In a way, the Economic Survey set the stage for some of the changes in the budget. The publication noted what Sebi, RBI and others have been saying about speculative activity in some segments of the financial markets. Sebi has made it clear that it wants to tamp down on some of this speculative mania in the markets. The finance minister made changes in the securities transaction tax (STT) levied on futures and options in that direction.
The STT charged on options has been increased from 0.0625% to 0.1% of the option premium. The STT charged on futures has been increased from 0.0125% to 0.02% on the price of futures. This makes trading futures and options costlier now. Although these instruments were originally meant to let institutional investors hedge investments, because of the gains they potentially allow, many retail investors had been using futures and options to speculate on the markets. This speculation will soon become much more expensive.
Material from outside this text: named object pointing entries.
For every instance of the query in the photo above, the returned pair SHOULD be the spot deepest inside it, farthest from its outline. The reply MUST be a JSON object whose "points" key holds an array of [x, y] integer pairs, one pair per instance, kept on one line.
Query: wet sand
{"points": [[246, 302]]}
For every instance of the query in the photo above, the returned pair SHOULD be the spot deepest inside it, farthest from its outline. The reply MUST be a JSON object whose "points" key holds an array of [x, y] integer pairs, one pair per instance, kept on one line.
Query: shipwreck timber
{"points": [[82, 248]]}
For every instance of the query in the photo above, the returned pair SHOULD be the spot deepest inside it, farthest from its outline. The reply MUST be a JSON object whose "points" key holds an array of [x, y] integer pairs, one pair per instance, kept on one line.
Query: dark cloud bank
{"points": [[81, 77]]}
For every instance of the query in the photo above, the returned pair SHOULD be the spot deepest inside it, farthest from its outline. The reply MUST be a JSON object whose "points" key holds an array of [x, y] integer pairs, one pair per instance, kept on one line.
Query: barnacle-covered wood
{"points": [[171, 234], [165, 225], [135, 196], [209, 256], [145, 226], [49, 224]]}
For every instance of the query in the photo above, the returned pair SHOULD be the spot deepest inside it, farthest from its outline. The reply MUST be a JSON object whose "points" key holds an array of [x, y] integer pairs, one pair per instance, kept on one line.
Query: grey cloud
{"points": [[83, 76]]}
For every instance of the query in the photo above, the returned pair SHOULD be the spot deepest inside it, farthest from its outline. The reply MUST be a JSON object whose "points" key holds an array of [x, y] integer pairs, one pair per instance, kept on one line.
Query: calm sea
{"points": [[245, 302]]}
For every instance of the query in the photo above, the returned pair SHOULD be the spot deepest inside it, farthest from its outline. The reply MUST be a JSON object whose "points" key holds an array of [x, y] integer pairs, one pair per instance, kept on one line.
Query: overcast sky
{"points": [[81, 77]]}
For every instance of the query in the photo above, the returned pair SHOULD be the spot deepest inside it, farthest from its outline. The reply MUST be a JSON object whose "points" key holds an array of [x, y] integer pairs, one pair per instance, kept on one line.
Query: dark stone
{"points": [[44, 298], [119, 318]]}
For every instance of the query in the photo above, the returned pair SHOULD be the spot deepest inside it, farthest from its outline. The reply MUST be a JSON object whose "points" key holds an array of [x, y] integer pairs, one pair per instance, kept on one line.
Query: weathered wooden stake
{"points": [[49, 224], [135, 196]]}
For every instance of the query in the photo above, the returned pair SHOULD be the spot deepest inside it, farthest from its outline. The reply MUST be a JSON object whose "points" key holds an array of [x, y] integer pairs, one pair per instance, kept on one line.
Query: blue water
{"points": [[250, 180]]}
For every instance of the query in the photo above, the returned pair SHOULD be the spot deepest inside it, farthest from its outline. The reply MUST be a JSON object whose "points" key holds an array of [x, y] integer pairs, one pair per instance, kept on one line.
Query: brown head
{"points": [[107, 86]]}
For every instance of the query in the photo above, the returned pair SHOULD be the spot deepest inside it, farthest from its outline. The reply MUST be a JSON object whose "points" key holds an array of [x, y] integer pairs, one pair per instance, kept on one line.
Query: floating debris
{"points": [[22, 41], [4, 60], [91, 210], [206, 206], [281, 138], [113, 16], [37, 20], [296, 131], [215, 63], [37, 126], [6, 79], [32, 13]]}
The tweaks to the capital gains tax were largely expected. The short-term capital gains tax has been increased from 15% to 20%. Long-term capital gains tax has been increased from 10% to 12.5%. While this may be a marginal increase, it may be perceived as a negative by the larger investors. The bottom line is, speculation becomes costlier and long-term investments become slightly less attractive.
At the same time, this budget had a lot of proposed measures to unleash India’s entrepreneurial energies.Finance minister Nirmala Sitharaman, in her record seventh budget, announced support for small businesses, giving them better access to capital and raw materials, and easing their logistical challenges. It also tries to improve the quality of our workforce, with its heavy focus on education and skilling. This is much needed because MSMEs are key to solving India’s unemployment challenges.Most importantly, the budget makes investing in start-ups much more attractive. Earlier, private investments in startups attracted capital gains of 20%. This has now come down to 12.5%, in line with investing in listed securities. The budget also finally removes the dreaded ‘angel tax’ on investments into start-ups. The tax was introduced as a way to stop people from setting up shell businesses to launder money. Unfortunately, it ended up hurting startups, because to tax authorities, the high valuations of startups made them hard to distinguish from shell companies. So, startups would have to pay a large part of the capital they raised as income tax. It’s already risky to run a startup; this tax made it more unattractive. But now, the tax has been removed for good.All in all, this budget boosts Indian entrepreneurship, but tries to reduce speculation in financial markets.
This is a hard balance to strike, and the changes in the budget may be just the beginning. All said and done, a thriving capital market is equally crucial to the growth of our economy and the startup ecosystem. This is something policymakers must keep in mind.